We've done this before - for some reason we like to do the driving thing, disadvantage is that I'm the only one who can drive.

Most recently we went to France and stayed in a cottage up some single track road 100 miles south of Toulouse. Great countryside. On the way I got a terrible phonecall from the Boyfiend who had just found out his sister had died and in the mind scramble that followed I managed to clip the wing mirrors of all the cars parked on the main street in a town we were going through. Quite some going I thought.

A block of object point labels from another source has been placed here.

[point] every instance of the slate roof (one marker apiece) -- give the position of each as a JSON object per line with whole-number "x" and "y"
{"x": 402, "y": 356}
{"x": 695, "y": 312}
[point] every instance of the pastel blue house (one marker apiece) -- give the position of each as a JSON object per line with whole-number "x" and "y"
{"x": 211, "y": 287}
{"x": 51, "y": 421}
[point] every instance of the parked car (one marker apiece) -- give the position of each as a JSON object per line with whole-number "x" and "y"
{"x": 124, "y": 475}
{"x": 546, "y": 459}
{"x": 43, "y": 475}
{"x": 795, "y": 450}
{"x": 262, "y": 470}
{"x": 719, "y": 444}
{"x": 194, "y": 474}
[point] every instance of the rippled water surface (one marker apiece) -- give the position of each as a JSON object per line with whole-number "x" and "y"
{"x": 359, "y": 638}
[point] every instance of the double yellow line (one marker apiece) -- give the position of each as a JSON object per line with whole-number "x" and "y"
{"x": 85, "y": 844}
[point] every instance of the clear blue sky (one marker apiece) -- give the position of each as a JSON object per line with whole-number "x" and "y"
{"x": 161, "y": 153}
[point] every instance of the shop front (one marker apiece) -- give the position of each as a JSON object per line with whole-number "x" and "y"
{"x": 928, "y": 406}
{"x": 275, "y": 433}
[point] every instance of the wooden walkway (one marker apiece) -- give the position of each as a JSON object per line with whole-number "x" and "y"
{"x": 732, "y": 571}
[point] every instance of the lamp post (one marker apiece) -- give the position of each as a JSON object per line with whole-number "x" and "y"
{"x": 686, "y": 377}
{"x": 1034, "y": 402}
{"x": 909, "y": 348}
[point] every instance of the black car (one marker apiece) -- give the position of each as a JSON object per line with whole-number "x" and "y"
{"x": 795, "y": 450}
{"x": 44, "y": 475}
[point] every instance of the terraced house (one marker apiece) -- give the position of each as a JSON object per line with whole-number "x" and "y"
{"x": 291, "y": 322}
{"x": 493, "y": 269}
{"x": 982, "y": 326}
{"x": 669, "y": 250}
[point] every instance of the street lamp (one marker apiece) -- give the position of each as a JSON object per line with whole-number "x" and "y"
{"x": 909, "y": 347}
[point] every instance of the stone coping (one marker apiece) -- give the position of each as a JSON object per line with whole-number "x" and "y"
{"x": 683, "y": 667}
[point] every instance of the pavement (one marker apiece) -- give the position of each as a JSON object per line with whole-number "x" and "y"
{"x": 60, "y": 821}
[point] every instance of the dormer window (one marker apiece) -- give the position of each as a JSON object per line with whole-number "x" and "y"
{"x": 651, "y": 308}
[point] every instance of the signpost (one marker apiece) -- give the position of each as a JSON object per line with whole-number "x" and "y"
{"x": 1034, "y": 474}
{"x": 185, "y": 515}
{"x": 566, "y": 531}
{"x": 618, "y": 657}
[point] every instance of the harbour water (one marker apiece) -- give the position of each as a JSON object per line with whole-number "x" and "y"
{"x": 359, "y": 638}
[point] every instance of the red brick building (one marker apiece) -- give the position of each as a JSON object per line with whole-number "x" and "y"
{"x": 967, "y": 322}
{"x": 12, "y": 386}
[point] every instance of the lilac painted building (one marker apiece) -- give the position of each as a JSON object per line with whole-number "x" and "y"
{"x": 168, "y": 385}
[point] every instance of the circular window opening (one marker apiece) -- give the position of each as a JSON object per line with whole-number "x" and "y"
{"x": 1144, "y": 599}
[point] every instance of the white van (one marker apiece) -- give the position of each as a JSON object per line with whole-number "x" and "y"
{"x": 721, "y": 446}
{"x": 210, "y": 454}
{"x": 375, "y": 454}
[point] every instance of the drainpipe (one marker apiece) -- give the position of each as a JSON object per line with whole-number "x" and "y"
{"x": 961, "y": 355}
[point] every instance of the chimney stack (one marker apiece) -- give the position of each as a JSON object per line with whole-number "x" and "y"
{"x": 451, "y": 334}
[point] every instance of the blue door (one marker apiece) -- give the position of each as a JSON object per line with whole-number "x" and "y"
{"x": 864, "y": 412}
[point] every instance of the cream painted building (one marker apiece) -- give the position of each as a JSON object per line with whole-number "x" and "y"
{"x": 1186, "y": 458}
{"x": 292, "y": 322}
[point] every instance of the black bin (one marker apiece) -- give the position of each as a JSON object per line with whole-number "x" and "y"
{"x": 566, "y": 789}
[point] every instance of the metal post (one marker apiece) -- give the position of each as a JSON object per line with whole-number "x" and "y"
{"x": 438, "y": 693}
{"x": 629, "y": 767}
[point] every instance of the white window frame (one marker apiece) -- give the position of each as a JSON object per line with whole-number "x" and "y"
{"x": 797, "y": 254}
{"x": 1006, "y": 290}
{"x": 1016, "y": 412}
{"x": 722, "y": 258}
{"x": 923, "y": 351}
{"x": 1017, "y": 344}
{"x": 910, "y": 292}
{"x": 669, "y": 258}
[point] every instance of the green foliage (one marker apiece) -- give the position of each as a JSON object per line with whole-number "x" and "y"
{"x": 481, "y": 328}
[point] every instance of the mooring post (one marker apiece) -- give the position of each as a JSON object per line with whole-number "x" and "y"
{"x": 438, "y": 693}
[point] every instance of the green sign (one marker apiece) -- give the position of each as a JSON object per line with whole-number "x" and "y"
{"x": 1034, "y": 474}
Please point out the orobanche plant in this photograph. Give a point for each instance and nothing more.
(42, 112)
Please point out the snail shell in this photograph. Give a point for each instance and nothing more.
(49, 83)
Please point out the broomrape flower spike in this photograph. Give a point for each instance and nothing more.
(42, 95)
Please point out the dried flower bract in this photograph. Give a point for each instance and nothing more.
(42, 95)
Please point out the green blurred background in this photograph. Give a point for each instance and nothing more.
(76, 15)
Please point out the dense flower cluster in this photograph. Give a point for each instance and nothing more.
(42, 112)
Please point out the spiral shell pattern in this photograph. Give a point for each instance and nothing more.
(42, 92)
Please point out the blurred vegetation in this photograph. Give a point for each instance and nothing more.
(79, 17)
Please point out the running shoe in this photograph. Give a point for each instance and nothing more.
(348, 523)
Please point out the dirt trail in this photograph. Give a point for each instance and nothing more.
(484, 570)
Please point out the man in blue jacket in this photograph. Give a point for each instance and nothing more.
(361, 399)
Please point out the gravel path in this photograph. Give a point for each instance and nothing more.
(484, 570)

Later in the trip we were on a roundabout when I recognised some people who shared the same morning train as me, not knowing their names I shouted, "Haringey Folks!" loudly out the window but we didn't have time to see if they noticed. Incidentally, on my return to the commute I kept wanting to say to them (they were a young couple - he had red curly hair and she was waif-like, could've been French) how did they enjoy the south of France, but never got up the courage. Finally, I decided that they must have split up because he started only coming to the station alone, had a major overhaul and shaved his hair off.

We set the scene however in South Africa. Bails was living with a boyfriend out there and I went to visit - we hired a car to drive down to Addo Elephant Park from Cape Town. Great driving - empty roads, beautiful scenery, fantastic hostel type places. When we reached Addo we kept pulling up to view the elephants, at the watering hole, tonnes together in a group, running etc, for some reason (as is common with a hire car) I couldn't get used to the fact the horn was one of those central plates on the steering wheel and I kept leaning on it and tooting the horn - kept getting the worst looks from everyone else around us. I was mortified. Bails on the other hand, couldn't stop laughing. And I did it more than once. Then it started to rain, and the tracks turned to mud. A nice man from up front in a four wheel drive got out and told me how to drive in such conditions - don't ever hit the brake and go very very slowly. So we inched around the park. I was concentrating so hard by the time we pulled into the carpark I forgot to brake and drove into the wall. Bails practically pee'd her pants.

On our way from there to Port Elizabeth we got caught for speeding through a village. Quite unintentionally. There were some strapping police officers with a speed gun. I held my hands up, and offered to pay, without question. I think the combination of my accent and my willingness to cough up led to them letting me off with a (not terribly) stern caution ("don't let me catch you doing it again") type thing. Nobody could believe it when we got back (300 dollar fine apparently).

So, hopefully none of that this time. But we are looking forward to it.